Magnete haben eine Magnetkraft, die durch die Eigenschaften von Magneten bestimmt wird. Bei der Interpretation durch Atomstrom ist es das vom Strom erzeugte Magnetfeld, das andere Objekte magnetisiert und die Wechselwirkung von elektrischem Feld und elektrischem Feld erzeugt, um Kraft zu erzeugen. Dann wird magnetische Kraft erzeugt.
Materie besteht hauptsächlich aus Molekülen, Moleküle bestehen aus Atomen und Atome bestehen aus Kernen und Elektronen. Innerhalb eines Atoms drehen sich Elektronen um und um den Kern herum. Beide Bewegungen von Elektronen erzeugen Magnetismus. Aber in den meisten Substanzen bewegen sich Elektronen in unterschiedliche Richtungen und der Magneteffekt hebt sich gegenseitig auf. Daher zeigen die meisten Magnete unter normalen Bedingungen keinen Magnetismus, und es gibt keinen Magnetismus außerhalb.

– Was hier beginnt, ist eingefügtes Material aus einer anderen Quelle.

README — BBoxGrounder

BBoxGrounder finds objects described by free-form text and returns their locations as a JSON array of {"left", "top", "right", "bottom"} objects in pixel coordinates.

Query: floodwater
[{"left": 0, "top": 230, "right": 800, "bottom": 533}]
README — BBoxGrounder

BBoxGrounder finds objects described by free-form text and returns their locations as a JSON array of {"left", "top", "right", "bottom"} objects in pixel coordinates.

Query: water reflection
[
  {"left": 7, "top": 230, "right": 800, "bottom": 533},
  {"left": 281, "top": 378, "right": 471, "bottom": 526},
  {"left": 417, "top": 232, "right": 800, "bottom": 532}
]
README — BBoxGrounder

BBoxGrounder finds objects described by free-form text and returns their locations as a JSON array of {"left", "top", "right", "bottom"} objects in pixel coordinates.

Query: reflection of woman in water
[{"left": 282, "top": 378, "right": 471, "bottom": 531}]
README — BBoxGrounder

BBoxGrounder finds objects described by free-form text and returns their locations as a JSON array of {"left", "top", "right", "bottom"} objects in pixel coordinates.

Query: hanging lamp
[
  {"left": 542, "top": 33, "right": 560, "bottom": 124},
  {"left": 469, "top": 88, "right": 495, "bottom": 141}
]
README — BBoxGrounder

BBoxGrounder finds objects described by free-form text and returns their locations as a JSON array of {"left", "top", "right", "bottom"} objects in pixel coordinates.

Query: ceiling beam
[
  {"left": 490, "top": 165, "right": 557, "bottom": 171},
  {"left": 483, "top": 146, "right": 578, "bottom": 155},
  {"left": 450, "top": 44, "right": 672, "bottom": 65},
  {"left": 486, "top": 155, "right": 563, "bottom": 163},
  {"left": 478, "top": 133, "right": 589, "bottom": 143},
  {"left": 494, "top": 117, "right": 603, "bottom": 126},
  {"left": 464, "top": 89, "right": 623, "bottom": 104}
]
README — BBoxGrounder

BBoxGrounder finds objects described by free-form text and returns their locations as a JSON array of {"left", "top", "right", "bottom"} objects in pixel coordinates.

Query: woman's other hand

Im Gegensatz zu anderen Materialien wie Ferrit können die Elektronenspins in Ferrit spontan in einem kleinen Bereich angeordnet werden, um einen spontanen Magnetisierungsbereich zu bilden, der als Domäne bezeichnet wird. Nach der Magnetisierung von ferromagnetischen Materialien werden die internen magnetischen Domänen sauber und gleichmäßig angeordnet, wodurch der Magnetismus stärker wird und der Magnet zu einem Magneten wird. Der Magnetabsorptionsprozess ist der Magnetisierungsprozess des Eisenblocks. Der magnetisierte Eisenblock und der Magnet haben eine Anziehungskraft zwischen verschiedenen Polaritäten, und der Eisenblock ist fest"klebend" mit dem Magneten. Wir sagen, dass der Magnet magnetisch ist und der Magnet Magnetkraft hat.
So'ist wahrscheinlich, wie die magnetische Kraft zustande kommt.